Showing posts with label Vicki Bennett. Show all posts
Showing posts with label Vicki Bennett. Show all posts

People Like Us

People Like Us, video still from The Sound Of The End Of Music, 2010

I always enjoy discovering new things and often feel a kind of comfort when I find that someone has trod a similar path before me. One does not always follow a solitary road. Recently I had been thinking about how Bill Viola did his extreme slow motion videos, and realised that it was a relatively simple effect within the software. (Sorry Bill, I don't want to denigrate the obvious technical expertise that goes into what you do). I also discovered that Brian Eno had also been doing extreme slow motion stuff back in the 70's. And I made and posted a video earlier on this month with my own clunky low-res effort in slow mo.

Which brings me to Vicki Bennett aka People Like Us. Here's the blurb: Since 1991 Vicki has been an influential figure in the field of audio visual collage, through her innovative sampling and appropriating of found footage and archives. Using collage as her main form of expression, she creates audio recordings, A/V performances, films and radio shows that communicate a humorous, dark and often surreal view on life. These collages mix, manipulate and rework original sources from both the experimental and popular worlds of music, film and radio. People Like Us believe in open access to archives for creative use. In 2006 she was the first artist to be given unrestricted access to the entire BBC Archive. People Like Us have previously shown work at Tate Modern, The Barbican, Sydney Opera House, Pompidou Centre, Maxxi in Rome and Sonar, and performed radio sessions for John Peel and Mixing It. Her back catalogue is available for free download and hosted by UbuWeb.
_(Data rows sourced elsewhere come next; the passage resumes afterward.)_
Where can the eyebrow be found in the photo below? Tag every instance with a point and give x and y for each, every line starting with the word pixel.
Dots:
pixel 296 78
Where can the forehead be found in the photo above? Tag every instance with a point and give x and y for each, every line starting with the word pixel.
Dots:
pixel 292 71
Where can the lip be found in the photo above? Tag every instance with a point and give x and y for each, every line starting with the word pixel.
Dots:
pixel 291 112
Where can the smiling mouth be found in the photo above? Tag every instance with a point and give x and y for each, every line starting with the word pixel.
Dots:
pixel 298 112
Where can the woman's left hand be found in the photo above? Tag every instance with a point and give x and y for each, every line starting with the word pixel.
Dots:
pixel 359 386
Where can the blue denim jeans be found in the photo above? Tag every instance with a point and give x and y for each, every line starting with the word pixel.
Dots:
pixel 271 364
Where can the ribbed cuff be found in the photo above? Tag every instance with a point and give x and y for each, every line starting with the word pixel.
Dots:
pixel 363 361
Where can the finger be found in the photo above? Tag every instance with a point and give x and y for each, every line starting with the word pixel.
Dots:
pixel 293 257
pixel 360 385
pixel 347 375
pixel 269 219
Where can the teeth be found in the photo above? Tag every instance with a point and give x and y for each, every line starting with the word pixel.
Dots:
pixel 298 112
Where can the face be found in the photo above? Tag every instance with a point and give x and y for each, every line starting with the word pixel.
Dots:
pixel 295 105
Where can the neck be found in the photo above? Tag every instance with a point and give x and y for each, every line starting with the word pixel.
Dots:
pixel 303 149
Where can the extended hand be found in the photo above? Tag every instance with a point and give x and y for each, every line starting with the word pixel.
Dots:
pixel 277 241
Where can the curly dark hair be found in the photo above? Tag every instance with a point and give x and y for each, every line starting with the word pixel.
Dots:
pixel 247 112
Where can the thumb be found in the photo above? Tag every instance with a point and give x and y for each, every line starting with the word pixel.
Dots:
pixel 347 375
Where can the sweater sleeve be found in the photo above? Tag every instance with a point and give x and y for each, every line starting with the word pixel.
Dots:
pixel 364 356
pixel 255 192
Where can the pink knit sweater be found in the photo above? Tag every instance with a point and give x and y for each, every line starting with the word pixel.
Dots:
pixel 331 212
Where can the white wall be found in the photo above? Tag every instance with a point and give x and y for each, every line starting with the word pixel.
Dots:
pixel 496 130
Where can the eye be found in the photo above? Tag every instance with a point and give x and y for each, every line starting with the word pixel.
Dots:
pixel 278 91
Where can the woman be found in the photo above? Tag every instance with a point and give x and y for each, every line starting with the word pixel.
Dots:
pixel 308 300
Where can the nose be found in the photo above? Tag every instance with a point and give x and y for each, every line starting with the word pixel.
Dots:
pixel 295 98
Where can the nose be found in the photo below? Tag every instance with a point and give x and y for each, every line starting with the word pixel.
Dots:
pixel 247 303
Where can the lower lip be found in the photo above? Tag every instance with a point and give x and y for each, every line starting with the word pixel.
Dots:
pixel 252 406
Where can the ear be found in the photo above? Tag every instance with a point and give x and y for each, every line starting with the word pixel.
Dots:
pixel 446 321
Having written a few posts back about working in the public domain, and the reaction I get from people, it is great to come across Vicki's work and successes. She is a total inspiration, and reminds me of the quote from Max Ernst about the excitement of discovering collage and photomontage back in the early dada days. "It is something like the alchemy of the visual image. The miracle of total transfiguration of beings and objects with or without modification of their physical or anatomical appearance".